ALA Youth Media Awards Webcast
If you can't make it to Seattle to watch it live at 8 a.m. PT (or 11 a.m. ET), this is the next best thing. If you are doing this, I would also recommend being logged into Twitter and following #ALAyma. This is great if you can't write the titles fast enough (like me).
If you are looking for ways to come up with your own list of possible winners, start by looking at books that get multiple starred reviews. Every November-December, the "Best of" lists are published. I like to watch Publisher's Weekly, School Library Journal, Amazon, New York Times, Boston Globe-Horn Book Awards, and the National Book Awards. Each brings a little something different to the table, from criticism to popularity. Then watch the blogs.
- Allen County Public Library (ACPL) has been running mock awards since 1997 and they tend to be right on or close. They run many Mock Book Awards, from Sibert to Newbery.
- In more recent years, the Heavy Medal blog appeared on the School Library Journal web site.
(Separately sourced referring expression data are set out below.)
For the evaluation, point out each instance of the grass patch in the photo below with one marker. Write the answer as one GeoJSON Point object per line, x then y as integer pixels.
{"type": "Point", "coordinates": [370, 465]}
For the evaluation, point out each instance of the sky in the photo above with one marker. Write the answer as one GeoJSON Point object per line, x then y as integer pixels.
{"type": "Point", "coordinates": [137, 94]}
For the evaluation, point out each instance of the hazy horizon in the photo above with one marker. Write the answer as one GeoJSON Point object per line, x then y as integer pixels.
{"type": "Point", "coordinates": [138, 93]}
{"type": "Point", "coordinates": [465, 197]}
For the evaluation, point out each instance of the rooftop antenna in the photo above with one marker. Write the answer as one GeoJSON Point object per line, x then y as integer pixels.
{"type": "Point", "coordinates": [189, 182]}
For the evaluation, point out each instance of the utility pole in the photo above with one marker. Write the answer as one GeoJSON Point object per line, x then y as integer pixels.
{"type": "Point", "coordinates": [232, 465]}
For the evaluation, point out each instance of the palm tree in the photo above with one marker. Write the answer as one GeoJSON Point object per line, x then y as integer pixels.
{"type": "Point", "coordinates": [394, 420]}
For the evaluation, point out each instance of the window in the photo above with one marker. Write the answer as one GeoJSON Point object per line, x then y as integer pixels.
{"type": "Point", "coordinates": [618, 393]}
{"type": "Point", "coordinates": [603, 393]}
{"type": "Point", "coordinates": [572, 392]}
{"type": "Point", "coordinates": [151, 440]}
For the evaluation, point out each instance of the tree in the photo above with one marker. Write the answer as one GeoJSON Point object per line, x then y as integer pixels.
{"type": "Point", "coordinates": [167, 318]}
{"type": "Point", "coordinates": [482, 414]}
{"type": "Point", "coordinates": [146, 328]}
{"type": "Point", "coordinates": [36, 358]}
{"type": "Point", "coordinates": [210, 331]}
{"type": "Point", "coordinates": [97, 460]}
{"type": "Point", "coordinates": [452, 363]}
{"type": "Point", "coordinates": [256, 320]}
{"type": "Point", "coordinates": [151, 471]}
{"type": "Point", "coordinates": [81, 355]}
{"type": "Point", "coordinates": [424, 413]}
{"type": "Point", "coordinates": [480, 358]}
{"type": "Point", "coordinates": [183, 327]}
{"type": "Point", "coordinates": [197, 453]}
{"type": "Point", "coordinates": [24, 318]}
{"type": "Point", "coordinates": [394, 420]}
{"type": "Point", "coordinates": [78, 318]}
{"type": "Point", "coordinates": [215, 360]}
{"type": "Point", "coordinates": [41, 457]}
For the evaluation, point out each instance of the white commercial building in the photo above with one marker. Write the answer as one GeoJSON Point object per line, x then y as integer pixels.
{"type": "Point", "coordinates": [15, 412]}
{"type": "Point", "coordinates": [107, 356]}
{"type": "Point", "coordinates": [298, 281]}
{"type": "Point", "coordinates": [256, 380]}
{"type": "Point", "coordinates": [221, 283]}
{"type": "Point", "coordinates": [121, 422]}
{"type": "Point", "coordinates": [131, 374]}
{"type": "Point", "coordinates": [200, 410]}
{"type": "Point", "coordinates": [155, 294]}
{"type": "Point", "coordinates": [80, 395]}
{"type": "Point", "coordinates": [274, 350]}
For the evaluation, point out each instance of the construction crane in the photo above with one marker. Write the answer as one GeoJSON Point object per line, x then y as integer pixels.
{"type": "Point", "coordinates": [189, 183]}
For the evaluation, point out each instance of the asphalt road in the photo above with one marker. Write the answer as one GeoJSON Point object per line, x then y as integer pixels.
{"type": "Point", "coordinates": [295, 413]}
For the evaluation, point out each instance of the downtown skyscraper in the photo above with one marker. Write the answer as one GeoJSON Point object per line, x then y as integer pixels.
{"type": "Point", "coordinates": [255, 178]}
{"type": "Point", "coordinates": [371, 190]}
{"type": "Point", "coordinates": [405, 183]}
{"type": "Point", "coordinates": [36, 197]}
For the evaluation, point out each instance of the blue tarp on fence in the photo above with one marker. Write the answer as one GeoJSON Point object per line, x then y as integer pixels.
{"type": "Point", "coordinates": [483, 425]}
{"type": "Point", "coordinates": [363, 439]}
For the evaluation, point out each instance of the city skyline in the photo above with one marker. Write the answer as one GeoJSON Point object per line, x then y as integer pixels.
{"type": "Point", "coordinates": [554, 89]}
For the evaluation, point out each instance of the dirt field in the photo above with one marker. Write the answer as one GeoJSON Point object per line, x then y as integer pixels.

They provide a lot of book information, but also bring up concerns about the books.
- Well, if you have a Newbery blog, you need a Caldecott one too. Calling Caldecott is run on The Horn Book web site. What is fun here is that they let anyone vote!
- While not a mock awards blog, Elizabeth Bird provides a lot of book information on her A Fuse 8 Production blog. I like to follow her, because not only does she review books, she highlights all kinds of award winners and tells you about books coming out that have the potential to be hot. Plus, she is extremely entertaining.